Modern College of Business and Science
- Type: Private
- Established: 1996; 30 years ago
- Chairman: Dr. Muneer Al Maskari
- Dean: Dr. Moosa Al Kindi
- Location: Bawshar Street, Way No. 273, Building No. 259, Bawshar, Muscat, Oman 23°33′13″N 58°24′05″E﻿ / ﻿23.5536°N 58.4015°E
- Website: www.mcbs.edu.om

= Modern College of Business and Science =

Private university located in Muscat, Oman

Modern College of Business and Science (MCBS) is a private higher education institution located in Bawshar, Oman. Established in 1996, the college is regulated by the Ministry of Education, following the restructuring of higher education governance in Oman. The institution has also undergone quality assurance review by the Oman Authority for Quality Assurance of Education (OAQAE), formerly known as the Oman Authority for Academic Accreditation and Quality Assurance of Education (OAAAQA).

==Programs==
The Modern College of Business and Science offers undergraduate and postgraduate programs across a range of academic disciplines. As of 2025, the institution offers 29 academic programs, including 20 bachelor's programs, 7 master's programs, and 2 doctoral programs. Programs are offered with English and Arabic as mediums of instruction and span areas such as business, economics, law, aviation, information technology, artificial intelligence, cybersecurity, digital business, statistics, game development, public administration, and finance.

The college also offers professional development, continuing education, and specialized training opportunities for individual learners.

==Affiliations and partnerships==
The Modern College of Business and Science maintains affiliations and partnerships with international universities, professional organizations, and industry collaborators. The institution holds accreditation from the Accreditation Service for International Schools, Colleges, and Universities (ASIC), a United Kingdom–based international accreditation organization for independent educational institutions.

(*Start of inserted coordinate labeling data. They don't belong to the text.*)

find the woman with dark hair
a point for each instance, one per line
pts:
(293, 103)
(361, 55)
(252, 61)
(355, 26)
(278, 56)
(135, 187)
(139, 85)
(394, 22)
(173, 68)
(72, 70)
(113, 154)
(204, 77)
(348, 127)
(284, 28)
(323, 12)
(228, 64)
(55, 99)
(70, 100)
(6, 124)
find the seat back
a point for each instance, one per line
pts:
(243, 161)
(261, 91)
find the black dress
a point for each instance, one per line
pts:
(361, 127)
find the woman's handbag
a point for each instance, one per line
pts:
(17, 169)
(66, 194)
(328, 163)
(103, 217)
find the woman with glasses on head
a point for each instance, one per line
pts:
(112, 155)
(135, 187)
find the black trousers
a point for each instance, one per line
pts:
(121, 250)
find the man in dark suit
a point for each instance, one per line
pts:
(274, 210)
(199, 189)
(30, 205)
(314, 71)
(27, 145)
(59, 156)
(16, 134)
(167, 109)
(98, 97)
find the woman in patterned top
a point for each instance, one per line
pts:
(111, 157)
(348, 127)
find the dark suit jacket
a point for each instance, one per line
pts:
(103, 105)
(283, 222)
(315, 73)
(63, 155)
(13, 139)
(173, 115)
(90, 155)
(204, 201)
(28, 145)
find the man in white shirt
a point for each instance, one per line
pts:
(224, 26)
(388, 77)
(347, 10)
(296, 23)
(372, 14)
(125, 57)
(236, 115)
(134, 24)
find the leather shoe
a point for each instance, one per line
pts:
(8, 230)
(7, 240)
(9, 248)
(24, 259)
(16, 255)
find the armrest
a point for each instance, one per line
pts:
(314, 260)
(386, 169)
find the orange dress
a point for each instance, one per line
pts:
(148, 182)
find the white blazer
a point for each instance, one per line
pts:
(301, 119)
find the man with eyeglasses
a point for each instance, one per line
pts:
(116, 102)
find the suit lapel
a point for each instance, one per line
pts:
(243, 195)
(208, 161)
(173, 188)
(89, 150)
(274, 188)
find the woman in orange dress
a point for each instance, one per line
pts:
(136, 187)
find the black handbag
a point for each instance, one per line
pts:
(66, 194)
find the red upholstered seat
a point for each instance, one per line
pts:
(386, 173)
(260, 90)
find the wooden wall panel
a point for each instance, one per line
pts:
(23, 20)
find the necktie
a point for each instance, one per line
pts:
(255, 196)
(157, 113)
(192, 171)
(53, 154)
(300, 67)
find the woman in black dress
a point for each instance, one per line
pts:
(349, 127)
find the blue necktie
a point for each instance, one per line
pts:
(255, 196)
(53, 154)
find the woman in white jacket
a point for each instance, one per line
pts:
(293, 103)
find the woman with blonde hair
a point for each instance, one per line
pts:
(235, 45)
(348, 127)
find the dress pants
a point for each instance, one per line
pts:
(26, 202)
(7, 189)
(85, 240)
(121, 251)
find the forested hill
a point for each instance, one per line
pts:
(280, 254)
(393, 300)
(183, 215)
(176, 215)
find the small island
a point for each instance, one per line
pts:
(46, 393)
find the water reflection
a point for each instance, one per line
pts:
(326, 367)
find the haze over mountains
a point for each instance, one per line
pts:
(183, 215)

MCBS collaborates academically with Franklin University Ohio, USA through a hosted Master of Business Administration (MBA) franchise program delivered at its campus in Oman. The MBA program is accredited by the International Assembly for Collegiate Business Education (IACBE).

Through its Innovation X Hub, the college collaborates with industry and research partners, including projects supported by Boeing focused on aviation, innovation, and advanced mobility initiatives.

In 2024, MCBS joined the Association to Advance Collegiate Schools of Business (AACSB) Business Education Alliance. The institution is also a signatory to the Principles for Responsible Management Education (PRME) initiative and has received recognition through the Association for the Advancement of Sustainability in Higher Education (AASHE) STARS framework for sustainability engagement.

==Rankings and recognition==
The Modern College of Business and Science has received recognition through regional and international ranking and quality assessment frameworks. In 2024, the institution was awarded a five-star rating by the QS Stars university rating system.

In the QS World University Rankings Arab Region 2025, MCBS was included among ranked universities in the Arab region. The institution was reported as the first private college in Oman to enter the top 100 of the QS Arab Region rankings.

The college has also been included in the Times Higher Education Impact Rankings, which assess universities based on their contributions to the United Nations Sustainable Development Goals (SDGs).

In sustainability recognition, MCBS received a Gold rating under the Sustainability Tracking, Assessment & Rating System (STARS) administered by the Association for the Advancement of Sustainability in Higher Education (AASHE).

== History and Founding ==

The Modern College of Business and Science (MCBS) was established in 1996 as one of the early private higher education institutions in Oman. The institution was founded through the initiative of Dr. Muneer Al Maskari, who played a central role in shaping the college’s early vision and development. His Highness Sayyid Shihab bin Tariq Al Said served as the college’s first chairman, supporting its establishment and early governance alongside founding stakeholders including Sheikh Saif Hashil Al Maskery, Engineer Ali bin Mohammed Al Mahrooqi, Late Col. Mohammed bin Abdallah Al-Riyamy, Engineer Azza bint Mohammed Al Mahrooqi, and Ms. Sheikha bin Mohammed Al Mahrooqi. Since its founding, MCBS has expanded its academic portfolio, research activity, and international partnerships, serving students across undergraduate and postgraduate disciplines.